Deciding between different versions of a model naturally requires monitoring.
With mainstream web apps it is common to monitor requests to pick up on any HTTP error codes or an increase in latency. With machine learning the monitoring can need to go much deeper into domain-specific metrics. For example, for a model making recommendations on a website it can be important to track metrics such as how often a customer makes a purchase vs chooses not to make a purchase or goes to another page vs leaves the site.
It can also be important to monitor the data points in the requests to see whether they are approximately in line with the data that the model was trained on. If a particular data point is radically different from any in the training set then the quality of prediction for that data point could be poor. It is termed an ‘outlier’ and in cases where poor predictions carry high risk then it can be valuable to monitor for outliers. If a large number of data points differ radically from the training data then the model risks giving poor predictions across the board – this is termed ‘concept drift’. Monitoring for these is fairly advanced as the boundaries for outliers likely need to be set algorithmically by a data scientist.

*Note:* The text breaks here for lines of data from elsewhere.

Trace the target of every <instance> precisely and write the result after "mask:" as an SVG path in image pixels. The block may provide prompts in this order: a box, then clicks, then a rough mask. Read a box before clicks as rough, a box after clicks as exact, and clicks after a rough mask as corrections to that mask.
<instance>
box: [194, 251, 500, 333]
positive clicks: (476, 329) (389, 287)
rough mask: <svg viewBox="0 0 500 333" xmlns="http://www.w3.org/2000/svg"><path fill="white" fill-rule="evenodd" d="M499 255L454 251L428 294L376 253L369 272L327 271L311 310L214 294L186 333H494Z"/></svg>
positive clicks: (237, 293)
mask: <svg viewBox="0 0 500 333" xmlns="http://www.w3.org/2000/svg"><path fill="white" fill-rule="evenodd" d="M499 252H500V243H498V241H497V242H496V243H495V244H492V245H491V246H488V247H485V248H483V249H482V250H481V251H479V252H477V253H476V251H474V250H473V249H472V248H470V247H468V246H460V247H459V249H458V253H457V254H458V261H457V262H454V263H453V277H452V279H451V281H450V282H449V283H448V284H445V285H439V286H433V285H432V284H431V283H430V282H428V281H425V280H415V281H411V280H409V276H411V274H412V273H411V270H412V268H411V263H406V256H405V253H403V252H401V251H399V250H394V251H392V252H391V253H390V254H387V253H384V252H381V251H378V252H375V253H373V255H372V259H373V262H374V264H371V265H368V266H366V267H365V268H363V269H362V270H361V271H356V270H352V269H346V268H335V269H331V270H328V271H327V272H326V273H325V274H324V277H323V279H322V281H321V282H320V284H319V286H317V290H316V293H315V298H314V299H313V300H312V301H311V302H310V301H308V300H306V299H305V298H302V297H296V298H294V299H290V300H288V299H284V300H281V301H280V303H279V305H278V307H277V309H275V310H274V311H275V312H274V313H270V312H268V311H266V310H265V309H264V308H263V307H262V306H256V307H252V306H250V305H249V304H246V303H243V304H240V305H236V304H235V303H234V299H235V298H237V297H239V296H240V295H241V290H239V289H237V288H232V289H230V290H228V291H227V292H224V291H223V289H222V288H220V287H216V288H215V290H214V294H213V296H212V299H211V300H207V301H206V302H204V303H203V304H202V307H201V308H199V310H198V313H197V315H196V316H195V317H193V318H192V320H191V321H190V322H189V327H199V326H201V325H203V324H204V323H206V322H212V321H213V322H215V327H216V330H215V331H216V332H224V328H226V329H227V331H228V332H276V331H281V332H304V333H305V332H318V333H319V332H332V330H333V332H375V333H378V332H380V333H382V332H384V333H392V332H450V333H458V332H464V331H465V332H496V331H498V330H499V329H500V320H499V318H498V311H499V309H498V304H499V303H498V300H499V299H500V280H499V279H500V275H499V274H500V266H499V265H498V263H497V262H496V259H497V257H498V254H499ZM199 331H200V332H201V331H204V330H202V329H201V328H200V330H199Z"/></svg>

For metrics that can be monitored in real-time it may be sufficient to expose dashboards with a tool such as grafana. However, sometimes the information that reveals whether a prediction was good or not is only available much later. For example, there may be a customer account opening process that flags a customer as risky. This could lead to a human investigation and only later will it be decided whether the customer was risky or not. For this reason it can be important to log the entire request and the prediction and also store the final decision. Then offline analysis run over a longer period can provide a wider view of how well the model is performing.
If something goes wrong with running software at a given point in time then we need to be able to recreate the circumstances of the failure. With mainstream applications this typically means tracking which code version was running in the form of an executable (docker image), which code commit it tracks back to and some information about the data state of the system at the time. That enables a developer to recreate that execution path in the source code. Taken to its fullest, the equivalent for machine learning would be much more extensive. It would involve knowing exactly what data was sent in (full request logging), which version of the model was running (not necessarily a docker image, a python pickle likely but could be various formats), what source code was used to build it, what parameters were set on the training run and what data was used for training. The data part can be particularly challenging as this means retaining the data from every training run that goes to live and in a form that can be used to recreate models, so any transformations on the data would need to be tracked and reproducible.
There are also wider governance challenges for ML concerning bias and ethics. Without care models might end up being trained using data-points that a human would consider unethical to use in decision-making. For instance, a loan approval system might be trained on historic loan repayment data. Without a conscious decision about which data points are to be used, it might end up making decisions based on Race or Gender.